Email updates

Keep up to date with the latest news and content from BMC Proceedings and BioMed Central.

This article is part of the supplement: Genetic Analysis Workshop 17: Unraveling Human Exome Data

Open Access Proceedings

A weighted accumulation test for associating rare genetic variation with quantitative phenotypes

Chuanhua Xing12, Glen A Satten3 and Andrew S Allen12*

Author Affiliations

1 Department of Biostatistics and Bioinformatics, Duke University, 2424 Erwin Road, Suite 1102 Hock Plaza, Box 2721, Durham, NC 27710, USA

2 Duke Clinical Research Institute, Duke University, 2400 Pratt Street, Durham, NC 27705-3976, USA

3 Centers for Disease Control and Prevention, 1600 Clifton Road, Atlanta, GA 30333, USA

For all author emails, please log on.

BMC Proceedings 2011, 5(Suppl 9):S6  doi:10.1186/1753-6561-5-S9-S6

The electronic version of this article is the complete one and can be found online at:

Published:29 November 2011

© 2011 Xing et al; licensee BioMed Central Ltd.
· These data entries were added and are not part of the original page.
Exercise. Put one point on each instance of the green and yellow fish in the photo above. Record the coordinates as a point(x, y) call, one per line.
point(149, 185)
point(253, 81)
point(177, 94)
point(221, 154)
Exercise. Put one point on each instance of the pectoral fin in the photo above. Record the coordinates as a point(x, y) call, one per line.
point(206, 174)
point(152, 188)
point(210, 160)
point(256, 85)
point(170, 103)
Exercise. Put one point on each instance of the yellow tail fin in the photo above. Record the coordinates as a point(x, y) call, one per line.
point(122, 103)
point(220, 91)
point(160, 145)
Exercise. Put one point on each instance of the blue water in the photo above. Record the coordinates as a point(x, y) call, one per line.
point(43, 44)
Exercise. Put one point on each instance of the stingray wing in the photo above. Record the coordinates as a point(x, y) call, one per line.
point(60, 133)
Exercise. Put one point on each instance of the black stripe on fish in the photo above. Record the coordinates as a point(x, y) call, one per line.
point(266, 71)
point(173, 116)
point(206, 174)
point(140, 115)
This is an open access article distributed under the terms of the Creative Commons Attribution License (, which permits unrestricted use, distribution, and reproduction in any medium, provided the original work is properly cited.


Currently there is a great deal of interest in developing methods for testing the role that rare variation plays in disease development. Here we propose a weighted association test that accumulates genetic variation across a signaling pathway. We evaluate our approach by analyzing simulated phenotype data from an exome sequencing study of 697 unrelated individuals from the Genetic Analysis Workshop 17 (GAW17) data set. Although our weighted approach identifies several interesting pathways associated with phenotype Q1, so does an alternative unweighted accumulation approach. Such a result is not unexpected because there is no systematic relationship between the allele frequency of a variant and its effect on phenotype in the GAW17 simulation model.


Next-generation sequencing technology allows for the characterization of virtually all of an individual’s genetic variation. Genome-wide association studies (GWAS) have successfully detected hundreds of disease-susceptible loci that harbor common variants. However, the common variants identified so far have explained only a small portion of the genetic risk of most of the diseases studied. Some researchers have argued that this is due in part to rare variants having a larger role in disease etiology than previously suspected. Some recent studies support this reasoning [1-11].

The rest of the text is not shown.